Freeing a chunk of memory doesn't mean that the content written their is erased/cleared. In fact your program invokes undefined behavior.
Accessing memory chunks that were previously freed is the cause of many memory errors for novices and experienced programmers.
When memory is "free" it just means that it is available to be used again. Any data that was stored there will remain until that section of memory is used again. But if you were to write more complex code, call some functions, pass some variables, allocate some variables.. you would see this memory being reused.

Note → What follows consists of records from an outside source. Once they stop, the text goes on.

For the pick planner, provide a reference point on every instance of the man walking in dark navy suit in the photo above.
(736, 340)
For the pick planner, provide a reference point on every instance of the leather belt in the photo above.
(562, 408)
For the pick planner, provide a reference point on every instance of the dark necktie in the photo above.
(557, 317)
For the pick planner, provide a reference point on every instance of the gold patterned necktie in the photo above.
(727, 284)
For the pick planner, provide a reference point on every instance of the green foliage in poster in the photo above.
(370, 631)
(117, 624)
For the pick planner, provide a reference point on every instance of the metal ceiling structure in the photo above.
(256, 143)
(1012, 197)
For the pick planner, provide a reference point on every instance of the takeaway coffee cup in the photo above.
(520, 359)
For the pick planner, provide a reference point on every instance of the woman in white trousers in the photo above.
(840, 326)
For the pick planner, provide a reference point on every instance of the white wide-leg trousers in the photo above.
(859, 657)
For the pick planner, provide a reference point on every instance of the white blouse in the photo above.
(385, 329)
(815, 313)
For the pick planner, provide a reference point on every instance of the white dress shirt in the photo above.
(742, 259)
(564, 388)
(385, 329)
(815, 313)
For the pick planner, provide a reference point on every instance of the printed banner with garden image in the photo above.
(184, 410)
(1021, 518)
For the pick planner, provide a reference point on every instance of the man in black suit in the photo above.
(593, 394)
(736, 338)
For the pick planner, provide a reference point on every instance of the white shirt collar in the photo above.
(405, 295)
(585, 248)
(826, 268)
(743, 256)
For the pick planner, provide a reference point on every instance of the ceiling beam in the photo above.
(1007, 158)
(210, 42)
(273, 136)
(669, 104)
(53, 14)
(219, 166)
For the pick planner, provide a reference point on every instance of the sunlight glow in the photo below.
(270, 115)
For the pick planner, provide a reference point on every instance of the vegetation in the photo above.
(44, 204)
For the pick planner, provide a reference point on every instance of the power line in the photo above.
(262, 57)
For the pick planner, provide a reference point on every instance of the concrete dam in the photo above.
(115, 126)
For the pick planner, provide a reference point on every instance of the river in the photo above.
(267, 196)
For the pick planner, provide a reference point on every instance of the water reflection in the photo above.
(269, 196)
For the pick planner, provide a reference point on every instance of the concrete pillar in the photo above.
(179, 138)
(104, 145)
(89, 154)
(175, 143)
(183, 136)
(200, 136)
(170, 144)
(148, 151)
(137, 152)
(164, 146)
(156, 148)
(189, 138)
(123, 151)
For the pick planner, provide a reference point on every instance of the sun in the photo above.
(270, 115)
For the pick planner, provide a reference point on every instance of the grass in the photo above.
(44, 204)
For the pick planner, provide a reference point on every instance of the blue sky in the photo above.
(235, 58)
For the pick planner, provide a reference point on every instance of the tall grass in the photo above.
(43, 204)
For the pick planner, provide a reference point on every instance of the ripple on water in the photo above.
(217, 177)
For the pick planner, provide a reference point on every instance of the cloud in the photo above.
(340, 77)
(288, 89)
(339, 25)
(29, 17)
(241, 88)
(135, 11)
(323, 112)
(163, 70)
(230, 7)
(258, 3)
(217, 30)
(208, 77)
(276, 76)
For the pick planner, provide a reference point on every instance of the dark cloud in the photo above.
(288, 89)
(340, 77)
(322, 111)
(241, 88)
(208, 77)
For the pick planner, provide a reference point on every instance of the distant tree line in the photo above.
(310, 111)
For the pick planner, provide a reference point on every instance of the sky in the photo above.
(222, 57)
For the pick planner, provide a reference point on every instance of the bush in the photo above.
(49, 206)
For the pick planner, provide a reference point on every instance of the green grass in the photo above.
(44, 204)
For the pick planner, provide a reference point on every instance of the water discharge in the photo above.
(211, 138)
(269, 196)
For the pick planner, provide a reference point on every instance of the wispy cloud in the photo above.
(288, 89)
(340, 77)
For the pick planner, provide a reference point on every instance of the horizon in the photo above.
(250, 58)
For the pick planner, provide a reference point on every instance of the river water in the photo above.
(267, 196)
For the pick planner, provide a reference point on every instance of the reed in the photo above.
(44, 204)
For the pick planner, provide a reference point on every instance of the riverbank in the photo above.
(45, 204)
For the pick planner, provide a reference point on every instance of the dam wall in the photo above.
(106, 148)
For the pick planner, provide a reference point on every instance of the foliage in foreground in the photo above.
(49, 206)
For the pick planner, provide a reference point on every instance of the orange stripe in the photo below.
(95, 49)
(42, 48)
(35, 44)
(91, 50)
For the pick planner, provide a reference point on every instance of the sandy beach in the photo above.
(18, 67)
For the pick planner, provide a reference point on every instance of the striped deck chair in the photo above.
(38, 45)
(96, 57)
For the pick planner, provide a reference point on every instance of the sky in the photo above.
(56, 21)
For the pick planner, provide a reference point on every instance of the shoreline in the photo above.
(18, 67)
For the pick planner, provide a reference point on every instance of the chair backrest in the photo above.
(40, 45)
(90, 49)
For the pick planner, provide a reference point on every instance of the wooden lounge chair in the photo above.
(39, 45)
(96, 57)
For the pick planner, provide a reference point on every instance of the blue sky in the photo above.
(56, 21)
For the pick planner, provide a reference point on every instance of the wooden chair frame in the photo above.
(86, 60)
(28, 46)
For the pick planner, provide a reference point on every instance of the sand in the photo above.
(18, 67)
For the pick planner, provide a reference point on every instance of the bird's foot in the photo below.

This is a common problem that you have to think about when you are coding in C. For example, let's say you are writing a function which returns a string value.. you need some space to store that string which will remain valid after your function exits. You cannot allocate it as a local variable within the function (or block, as you did in your question) because that memory only belongs to you for the duration of your function.
eg:
char *func1() {
mydata = "here is the data";
/* NO! */
return mydata;
}
int main(int argc, char**argv) {
char *s = func1();
/* s now contains a pointer to where mydata WAS but this memory is out of scope */
/* at some point it will be written over with something else and your program */
/* will break */
}
So, how can we write this? One common solution is:
char *func1(char *s, int len) {
mydata = "here is the data";
/* copy the data into the provided memory.. but if it is too short, */
/* make sure the string is null terminated */
strncpy(s, mydata, len);
s[len-1] = 0;
return s;
}
int main(int argc, char**argv) {
/* allocate at least as much memory as we will need */
char mymem[100];
/* pass pointer to mymem into func1, and tell func1 how much space it has */
char *s = func1(mymem, sizeof(mymem));
}
Makes sense? You can also use malloc() and free(), but that is too much for this question...